Rickey Henderson hit a leadoff home run in the bottom of the third, allowing for thoughts that the potent Oakland lineup wouldn’t go quietly. But they did. Browning allowed just two hits the rest of the night. The 8-3 score held up.
Saturday night’s Rijo-Stewart rematch, with both pitchers on short rest, was now taking place under circumstances no one would have remotely considered. I’m sure that somewhere in the country, some prescient handicapper might have predicted that the Reds would pull the upset in this World Series. No one in their right mind talked about a Cincinnati sweep. But that’s what was at hand on Saturday night.
In the bottom of the first, Willie McGee doubled for Oakland. Eric Davis made a noble effort at a sliding catch, but it was a costly one. He tore his kidney in four places. The great player not only had to leave Game 4 and be returned to Cincinnati, but he would never be the same player after the injury. In a week of baseball where everything otherwise went right for the Reds, this was a decidedly sour note.
McGee was brought around on a two-out base hit from the ever-clutch Lansford. But that was the last hit the Oakland A’s would get this season.
Stewart looked like he might make it stand up.
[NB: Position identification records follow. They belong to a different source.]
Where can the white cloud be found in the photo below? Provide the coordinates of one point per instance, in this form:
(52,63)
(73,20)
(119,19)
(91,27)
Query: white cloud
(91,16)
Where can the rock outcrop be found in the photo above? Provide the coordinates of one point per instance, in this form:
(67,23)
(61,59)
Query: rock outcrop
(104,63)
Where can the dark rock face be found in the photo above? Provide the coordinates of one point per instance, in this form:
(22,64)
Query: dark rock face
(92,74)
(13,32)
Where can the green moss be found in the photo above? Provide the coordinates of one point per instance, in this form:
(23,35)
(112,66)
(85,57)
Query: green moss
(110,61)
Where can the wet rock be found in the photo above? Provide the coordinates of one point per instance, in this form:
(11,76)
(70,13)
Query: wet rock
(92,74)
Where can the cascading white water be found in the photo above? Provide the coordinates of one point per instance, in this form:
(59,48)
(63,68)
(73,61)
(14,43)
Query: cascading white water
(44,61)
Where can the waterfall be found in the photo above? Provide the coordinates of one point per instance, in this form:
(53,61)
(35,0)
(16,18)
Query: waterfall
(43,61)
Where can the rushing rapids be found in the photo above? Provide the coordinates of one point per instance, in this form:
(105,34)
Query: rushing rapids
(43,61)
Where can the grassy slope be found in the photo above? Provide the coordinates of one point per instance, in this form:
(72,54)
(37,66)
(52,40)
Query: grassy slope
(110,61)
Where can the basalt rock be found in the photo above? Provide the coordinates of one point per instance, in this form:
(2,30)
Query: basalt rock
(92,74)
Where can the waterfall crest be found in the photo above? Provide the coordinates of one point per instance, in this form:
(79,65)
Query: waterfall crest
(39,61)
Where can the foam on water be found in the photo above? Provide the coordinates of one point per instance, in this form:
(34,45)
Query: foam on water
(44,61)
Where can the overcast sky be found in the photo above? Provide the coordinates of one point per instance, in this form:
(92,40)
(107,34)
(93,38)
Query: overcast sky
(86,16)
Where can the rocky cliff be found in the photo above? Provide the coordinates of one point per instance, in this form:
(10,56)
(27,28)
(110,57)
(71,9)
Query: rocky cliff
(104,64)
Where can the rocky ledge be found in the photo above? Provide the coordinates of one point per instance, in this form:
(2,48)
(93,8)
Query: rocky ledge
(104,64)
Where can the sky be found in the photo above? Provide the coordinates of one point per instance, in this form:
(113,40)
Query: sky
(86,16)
Oliver hit his fourth double of the Series to lead off the third, but Stewart pitched around it. In the top of the sixth, the Reds had runners on the corners and no outs. Stewart got O’Neill to pop out and Morris to hit into a double play. Stewart pitched around another leadoff double in the seventh, this one from Sabo and kept it a 1-0 game. The A’s starter had the reputation as a gamer and he lived up to that reputation tonight.
But with Rijo in complete control, it wasn’t going to take much. Larkin singled to start the top of the eighth. Herm Winningham dropped down what was supposed to be a sacrifice bunt, but he beat it out. O’Neill bunted and Stewart muffed it. The bases were loaded.
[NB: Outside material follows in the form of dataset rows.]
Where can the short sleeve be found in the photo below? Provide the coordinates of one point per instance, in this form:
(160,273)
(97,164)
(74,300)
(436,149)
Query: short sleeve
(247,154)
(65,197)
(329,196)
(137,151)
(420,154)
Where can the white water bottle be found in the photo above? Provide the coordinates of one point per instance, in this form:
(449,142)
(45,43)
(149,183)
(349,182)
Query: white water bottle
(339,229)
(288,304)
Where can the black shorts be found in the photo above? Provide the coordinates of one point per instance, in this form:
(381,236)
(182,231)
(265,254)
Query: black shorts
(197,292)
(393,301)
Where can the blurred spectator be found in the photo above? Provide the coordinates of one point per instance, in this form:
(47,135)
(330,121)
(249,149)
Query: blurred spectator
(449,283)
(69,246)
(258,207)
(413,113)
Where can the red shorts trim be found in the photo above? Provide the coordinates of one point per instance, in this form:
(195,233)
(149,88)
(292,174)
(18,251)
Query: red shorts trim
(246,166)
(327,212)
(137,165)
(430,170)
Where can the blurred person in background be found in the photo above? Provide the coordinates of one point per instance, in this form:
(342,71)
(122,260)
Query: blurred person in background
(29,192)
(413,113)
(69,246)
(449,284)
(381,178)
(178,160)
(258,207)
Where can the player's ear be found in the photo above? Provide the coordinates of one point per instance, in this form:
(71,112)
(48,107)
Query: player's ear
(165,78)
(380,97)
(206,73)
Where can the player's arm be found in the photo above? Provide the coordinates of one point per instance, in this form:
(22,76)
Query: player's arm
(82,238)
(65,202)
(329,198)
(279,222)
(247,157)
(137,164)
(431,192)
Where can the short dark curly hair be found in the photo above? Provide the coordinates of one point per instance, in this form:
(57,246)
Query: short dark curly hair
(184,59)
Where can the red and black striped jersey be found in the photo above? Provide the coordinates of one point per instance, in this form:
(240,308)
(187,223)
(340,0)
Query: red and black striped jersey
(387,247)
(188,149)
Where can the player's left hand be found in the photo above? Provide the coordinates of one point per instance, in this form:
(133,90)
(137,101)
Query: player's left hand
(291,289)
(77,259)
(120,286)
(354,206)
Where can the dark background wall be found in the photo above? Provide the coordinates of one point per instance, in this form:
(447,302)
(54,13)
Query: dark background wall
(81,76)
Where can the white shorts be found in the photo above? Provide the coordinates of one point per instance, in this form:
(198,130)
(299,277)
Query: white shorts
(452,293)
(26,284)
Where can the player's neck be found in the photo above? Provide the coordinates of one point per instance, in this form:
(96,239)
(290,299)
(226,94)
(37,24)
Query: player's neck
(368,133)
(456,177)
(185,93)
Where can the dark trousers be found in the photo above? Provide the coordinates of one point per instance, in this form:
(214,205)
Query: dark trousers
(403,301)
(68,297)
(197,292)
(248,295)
Braggs grounded into a forceout at second, but the tying run came in. Morris had a chance to atone for his missed chance in the sixth. This time, he got the ball in the air. The fly ball to right was deep enough to bring in Winningham. The Reds had barely touched Stewart, but now they led 2-1.
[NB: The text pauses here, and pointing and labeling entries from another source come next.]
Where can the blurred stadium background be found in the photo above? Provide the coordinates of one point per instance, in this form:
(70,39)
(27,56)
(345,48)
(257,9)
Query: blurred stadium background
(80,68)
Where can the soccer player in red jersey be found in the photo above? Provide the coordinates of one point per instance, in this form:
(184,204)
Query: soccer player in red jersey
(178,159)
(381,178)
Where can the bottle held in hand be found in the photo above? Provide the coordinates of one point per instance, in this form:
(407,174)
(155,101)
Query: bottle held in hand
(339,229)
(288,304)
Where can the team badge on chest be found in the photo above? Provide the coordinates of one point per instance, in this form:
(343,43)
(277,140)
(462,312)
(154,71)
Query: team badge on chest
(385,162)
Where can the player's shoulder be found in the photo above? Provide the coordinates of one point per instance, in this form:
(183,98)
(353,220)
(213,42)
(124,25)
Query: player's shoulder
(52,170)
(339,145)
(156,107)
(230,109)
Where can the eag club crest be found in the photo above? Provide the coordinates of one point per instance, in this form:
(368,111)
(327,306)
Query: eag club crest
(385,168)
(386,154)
Rijo got the next four hitters out. Myers came out of the Cincinnati bullpen to finish the job. When he got Lansford to pop out to Benzinger behind the first base bag, the improbable Reds upset was complete.
There were no shortage of heroes for the Reds. Sabo went 9-for-16 and homered twice in the Game 3 win that all but sealed the championship. Larkin and Oliver had six hits apiece over the four games. Dibble and Myers combined to work nearly eight innings of shutout ball. But the debate over 1990 World Series MVP really came down to two men–Hatcher and Rijo.
Both had Series that were better than any number of players who have won MVP down through the years. Hatcher went 9-for-12 with five extra base hits. Rijo beat Stewart twice and allowed just one run to the most feared lineup in the sport over 15-plus innings. If I had a vote, I would have leaned Hatcher, given how many of his hits came in the first two games when the Reds were taking surprise control of this Series. But I have no issue with the people who actually did have votes choosing Rijo for the honor.
The history of major league baseball is filled with postseason upsets. If Cincinnati had won this Series in a riveting seven games, it would be one of many postseason surprises. But the Reds won the Series in a sweep. Two of the games were blowouts. This was simply a turn of events no one could have foreseen. It’s what makes the 1990 World Series not just one of the great upsets in baseball history, but one of the great championship upsets in all of professional sports.